Walmart

WalmartLand: How US Stores Colonizing Mexico are Displacing Local Culture

Foreign corporations have a lot of freedom in Mexico, and they are backed by trade agreements like NAFTA and USMCA that were created within very unequal power dynamics. One activist, Gustavo Esteva during the 2002 protests against plans for a McDonald’s in the main square of Oaxaca put it succinctly, “This is nothing less than a cultural conquest.”

August 27, 2021 | Source: Counterpunch | by Tamara Pearson

The historic center of Puebla city, where I live, is a World Heritage site. The main square is flanked by a cathedral which was built in 1575, and the nearby post office, like many buildings in the area, is beautifully decorated in the traditional tiles. But among theses buildings there is also a McDonald’s, Dominos, Oxxo (a Coca Cola store), Subway, and Burger King, and there is a Pizza Hut, KFC; and Starbucks one block away.

Starbucks has 670 stores in Mexico, Subway has 900, and Walmart has 2,610 – the largest number in any country after the US, and a figure that is likely to increase given their profits during the pandemic.

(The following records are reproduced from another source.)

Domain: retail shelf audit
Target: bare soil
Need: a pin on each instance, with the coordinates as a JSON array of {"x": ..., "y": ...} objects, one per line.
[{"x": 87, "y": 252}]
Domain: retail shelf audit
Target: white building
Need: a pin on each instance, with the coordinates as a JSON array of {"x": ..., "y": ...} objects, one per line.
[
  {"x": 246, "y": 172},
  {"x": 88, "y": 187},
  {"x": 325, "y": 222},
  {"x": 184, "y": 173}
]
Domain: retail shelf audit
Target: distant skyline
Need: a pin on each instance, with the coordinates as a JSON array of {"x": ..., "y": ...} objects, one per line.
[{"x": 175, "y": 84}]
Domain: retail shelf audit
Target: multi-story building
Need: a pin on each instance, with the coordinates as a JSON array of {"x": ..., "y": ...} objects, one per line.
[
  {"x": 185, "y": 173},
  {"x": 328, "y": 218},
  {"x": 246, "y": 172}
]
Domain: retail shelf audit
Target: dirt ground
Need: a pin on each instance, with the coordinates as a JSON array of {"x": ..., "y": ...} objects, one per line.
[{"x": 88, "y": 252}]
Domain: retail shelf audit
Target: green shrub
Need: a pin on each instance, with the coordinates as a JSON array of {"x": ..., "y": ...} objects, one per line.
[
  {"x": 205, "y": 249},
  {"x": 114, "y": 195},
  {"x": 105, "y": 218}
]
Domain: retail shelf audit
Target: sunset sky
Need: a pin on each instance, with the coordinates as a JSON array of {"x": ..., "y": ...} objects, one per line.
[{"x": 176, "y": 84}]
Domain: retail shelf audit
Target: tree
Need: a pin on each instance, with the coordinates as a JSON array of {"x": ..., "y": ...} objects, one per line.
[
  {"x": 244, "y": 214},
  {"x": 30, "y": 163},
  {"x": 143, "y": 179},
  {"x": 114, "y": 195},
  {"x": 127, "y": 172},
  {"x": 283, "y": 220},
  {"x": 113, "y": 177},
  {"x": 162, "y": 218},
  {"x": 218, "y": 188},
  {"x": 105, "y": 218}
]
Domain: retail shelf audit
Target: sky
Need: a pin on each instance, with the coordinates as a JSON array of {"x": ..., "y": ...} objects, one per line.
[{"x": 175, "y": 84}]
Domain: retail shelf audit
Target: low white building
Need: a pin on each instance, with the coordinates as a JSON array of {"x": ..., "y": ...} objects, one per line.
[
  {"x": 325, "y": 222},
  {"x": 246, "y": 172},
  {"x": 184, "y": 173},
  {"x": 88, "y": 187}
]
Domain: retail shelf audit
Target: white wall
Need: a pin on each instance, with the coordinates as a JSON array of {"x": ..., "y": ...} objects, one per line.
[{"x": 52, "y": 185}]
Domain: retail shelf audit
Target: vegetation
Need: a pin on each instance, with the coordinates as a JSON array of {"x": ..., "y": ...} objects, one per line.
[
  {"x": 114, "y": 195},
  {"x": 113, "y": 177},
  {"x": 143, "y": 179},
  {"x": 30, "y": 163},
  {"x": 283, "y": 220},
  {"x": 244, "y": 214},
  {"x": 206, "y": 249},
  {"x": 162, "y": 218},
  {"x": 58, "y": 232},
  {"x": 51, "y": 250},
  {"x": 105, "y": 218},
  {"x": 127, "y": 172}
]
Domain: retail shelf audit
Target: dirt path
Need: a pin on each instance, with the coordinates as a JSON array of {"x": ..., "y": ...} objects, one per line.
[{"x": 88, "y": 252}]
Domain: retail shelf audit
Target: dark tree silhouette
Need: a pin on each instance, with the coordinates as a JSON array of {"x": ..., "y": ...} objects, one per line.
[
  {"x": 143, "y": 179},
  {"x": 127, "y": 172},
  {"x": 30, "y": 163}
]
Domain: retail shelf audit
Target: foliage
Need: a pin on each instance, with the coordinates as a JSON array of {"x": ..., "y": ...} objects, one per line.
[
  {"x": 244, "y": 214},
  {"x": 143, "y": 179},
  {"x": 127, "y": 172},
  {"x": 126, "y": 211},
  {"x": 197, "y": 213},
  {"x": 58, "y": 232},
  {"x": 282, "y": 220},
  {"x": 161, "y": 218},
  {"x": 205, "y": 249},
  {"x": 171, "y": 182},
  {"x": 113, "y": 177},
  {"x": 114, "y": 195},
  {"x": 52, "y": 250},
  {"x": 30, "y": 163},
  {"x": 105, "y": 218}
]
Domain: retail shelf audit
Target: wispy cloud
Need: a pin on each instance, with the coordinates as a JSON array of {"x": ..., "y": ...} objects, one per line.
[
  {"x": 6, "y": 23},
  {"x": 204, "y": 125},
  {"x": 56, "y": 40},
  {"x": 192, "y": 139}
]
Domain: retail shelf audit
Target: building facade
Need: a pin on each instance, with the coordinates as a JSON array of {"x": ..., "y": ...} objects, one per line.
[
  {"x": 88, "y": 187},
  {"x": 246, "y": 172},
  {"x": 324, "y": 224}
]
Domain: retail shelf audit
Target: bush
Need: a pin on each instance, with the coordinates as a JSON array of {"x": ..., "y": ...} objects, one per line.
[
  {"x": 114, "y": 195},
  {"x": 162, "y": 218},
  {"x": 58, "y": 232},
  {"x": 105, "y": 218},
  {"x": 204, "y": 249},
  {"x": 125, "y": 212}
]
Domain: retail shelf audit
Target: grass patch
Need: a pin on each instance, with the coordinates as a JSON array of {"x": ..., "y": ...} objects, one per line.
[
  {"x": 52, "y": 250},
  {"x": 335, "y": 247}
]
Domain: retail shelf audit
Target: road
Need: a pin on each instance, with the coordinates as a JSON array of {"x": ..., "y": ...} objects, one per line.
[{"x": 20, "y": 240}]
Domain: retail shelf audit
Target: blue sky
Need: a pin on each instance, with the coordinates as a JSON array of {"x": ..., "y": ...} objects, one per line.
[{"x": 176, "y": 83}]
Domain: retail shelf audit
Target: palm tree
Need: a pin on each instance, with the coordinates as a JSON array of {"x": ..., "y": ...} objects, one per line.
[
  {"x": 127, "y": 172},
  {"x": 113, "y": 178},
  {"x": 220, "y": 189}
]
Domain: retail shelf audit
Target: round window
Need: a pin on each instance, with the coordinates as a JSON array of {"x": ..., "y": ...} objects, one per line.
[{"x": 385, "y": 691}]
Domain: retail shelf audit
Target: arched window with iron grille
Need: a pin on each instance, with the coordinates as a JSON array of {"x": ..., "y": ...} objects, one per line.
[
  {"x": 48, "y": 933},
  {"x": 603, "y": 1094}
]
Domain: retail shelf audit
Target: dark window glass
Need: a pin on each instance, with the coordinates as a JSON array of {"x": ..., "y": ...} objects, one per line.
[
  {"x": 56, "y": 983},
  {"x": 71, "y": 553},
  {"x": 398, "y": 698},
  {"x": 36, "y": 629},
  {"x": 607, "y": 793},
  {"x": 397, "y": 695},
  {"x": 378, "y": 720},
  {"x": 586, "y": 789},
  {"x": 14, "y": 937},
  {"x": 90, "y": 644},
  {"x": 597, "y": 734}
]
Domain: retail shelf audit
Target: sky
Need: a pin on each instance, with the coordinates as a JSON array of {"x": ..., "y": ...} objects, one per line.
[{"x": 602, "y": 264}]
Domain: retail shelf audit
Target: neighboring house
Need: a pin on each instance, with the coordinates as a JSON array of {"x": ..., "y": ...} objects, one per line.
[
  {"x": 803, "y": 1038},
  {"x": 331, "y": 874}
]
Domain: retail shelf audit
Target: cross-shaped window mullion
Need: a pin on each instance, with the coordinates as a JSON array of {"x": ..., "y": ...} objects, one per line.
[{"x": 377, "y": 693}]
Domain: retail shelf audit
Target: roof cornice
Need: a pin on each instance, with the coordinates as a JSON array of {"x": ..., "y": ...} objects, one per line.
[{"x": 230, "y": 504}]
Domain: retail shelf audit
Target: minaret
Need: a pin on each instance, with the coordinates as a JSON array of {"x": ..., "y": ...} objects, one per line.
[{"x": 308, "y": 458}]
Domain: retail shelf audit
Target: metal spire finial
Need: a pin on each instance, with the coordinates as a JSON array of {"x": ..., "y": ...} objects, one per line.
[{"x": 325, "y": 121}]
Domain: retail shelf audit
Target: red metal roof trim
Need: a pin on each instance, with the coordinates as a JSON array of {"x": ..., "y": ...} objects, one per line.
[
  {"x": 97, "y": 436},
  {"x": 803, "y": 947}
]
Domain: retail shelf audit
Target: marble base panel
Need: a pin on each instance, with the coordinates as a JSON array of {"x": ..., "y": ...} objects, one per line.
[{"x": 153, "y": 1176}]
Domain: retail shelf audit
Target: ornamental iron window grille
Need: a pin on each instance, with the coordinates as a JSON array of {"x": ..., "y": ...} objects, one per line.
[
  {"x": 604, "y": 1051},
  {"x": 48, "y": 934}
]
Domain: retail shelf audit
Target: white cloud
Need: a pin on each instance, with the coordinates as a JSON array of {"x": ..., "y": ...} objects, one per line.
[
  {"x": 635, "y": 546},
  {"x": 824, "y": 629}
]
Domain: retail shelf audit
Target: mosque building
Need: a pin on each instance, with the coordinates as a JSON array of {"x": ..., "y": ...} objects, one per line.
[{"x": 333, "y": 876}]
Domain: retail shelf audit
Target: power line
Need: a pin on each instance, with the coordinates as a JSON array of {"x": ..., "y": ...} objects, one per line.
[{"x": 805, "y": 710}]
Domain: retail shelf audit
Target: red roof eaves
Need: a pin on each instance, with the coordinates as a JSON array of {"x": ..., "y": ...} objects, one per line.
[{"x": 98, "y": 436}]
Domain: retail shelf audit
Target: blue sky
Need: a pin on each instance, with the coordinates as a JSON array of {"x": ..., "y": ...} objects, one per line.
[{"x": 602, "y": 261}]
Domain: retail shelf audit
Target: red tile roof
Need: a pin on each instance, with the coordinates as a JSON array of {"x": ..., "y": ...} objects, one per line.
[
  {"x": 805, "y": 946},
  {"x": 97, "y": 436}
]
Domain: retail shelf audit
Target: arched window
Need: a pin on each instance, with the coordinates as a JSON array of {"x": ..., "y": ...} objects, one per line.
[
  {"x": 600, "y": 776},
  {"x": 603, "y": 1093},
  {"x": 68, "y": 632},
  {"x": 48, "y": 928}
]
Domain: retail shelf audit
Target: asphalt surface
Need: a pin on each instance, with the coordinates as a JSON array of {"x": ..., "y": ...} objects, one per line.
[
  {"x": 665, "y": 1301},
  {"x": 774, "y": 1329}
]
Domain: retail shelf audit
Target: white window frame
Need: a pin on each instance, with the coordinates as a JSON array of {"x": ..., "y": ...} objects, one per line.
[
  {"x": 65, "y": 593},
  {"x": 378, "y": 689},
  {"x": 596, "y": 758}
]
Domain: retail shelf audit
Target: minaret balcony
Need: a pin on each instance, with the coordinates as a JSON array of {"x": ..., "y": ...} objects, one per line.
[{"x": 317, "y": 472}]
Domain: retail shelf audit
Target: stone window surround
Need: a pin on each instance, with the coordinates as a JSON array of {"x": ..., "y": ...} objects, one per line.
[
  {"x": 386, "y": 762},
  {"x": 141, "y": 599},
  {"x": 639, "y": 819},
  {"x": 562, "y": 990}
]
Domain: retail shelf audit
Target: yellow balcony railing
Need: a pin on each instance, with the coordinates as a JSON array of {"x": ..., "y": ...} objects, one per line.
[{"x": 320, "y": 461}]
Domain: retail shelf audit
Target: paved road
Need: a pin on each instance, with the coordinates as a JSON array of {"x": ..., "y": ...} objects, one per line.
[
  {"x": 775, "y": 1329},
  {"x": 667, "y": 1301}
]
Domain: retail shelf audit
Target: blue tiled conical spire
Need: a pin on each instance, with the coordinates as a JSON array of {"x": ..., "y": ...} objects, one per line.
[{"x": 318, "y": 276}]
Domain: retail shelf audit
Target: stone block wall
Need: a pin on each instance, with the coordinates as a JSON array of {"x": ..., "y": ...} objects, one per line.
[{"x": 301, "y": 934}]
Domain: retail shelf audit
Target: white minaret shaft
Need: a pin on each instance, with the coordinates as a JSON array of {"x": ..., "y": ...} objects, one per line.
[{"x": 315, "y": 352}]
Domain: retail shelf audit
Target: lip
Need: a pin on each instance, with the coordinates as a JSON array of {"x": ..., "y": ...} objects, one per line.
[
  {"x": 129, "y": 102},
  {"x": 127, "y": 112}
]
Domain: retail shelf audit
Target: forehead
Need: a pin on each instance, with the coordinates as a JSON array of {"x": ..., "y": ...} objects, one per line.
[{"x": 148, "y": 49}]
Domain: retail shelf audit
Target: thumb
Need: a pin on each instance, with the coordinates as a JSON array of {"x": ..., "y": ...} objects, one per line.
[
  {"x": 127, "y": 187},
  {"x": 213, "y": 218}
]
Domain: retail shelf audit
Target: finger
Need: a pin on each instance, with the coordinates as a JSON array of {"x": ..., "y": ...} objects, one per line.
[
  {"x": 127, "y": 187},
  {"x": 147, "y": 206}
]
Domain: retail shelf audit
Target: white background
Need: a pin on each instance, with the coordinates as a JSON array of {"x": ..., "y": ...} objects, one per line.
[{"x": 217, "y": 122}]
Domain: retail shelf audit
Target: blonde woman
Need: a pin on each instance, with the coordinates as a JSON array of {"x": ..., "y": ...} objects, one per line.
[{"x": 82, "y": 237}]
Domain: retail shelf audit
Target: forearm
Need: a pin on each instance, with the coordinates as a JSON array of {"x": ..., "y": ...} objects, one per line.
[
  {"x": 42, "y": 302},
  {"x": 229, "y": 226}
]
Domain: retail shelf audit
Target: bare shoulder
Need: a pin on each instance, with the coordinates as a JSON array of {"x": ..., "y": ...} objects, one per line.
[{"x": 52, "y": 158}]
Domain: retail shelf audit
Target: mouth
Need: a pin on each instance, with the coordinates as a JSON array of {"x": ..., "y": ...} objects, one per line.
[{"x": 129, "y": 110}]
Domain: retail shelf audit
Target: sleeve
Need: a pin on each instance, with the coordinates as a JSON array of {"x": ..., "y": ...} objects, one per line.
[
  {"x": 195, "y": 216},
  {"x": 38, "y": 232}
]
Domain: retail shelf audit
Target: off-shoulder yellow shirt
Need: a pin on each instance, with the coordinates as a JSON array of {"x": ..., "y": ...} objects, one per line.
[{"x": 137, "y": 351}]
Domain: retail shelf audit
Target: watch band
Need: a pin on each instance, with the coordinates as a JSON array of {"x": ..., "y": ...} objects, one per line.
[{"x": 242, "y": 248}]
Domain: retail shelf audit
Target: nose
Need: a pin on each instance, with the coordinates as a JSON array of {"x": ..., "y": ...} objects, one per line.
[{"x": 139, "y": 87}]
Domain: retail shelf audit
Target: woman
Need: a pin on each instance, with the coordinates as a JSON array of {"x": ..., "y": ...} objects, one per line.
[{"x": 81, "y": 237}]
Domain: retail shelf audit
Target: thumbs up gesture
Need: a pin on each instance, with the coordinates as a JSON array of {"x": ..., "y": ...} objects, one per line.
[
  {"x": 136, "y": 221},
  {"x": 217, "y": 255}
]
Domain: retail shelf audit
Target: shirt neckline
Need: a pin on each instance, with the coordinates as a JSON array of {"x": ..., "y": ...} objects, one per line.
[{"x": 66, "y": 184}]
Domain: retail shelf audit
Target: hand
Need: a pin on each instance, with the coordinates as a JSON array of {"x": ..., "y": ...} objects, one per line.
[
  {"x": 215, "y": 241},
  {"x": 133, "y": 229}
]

The impact of this change in urban landscape and consumption on Mexicans’ identity, lifestyle, and culture, shouldn’t be underestimated. More and more US transnationals have opened up in Mexico over the past few decades, taking advantage of unfair trade agreements, super-exploitative labor conditions, and cheap utilities. Local restaurants and traditional Mexican tianguis markets struggle to compete, and many Mexicans see the US companies as a source of social status.

“There isn’t any equality of conditions, so it isn’t really a competition,” says Iktiuh Arenas, an expert in urban planning and human rights, and a specialist with Mexico’s Secretariat of Agrarian, Land, and Urban Development (SEDATU).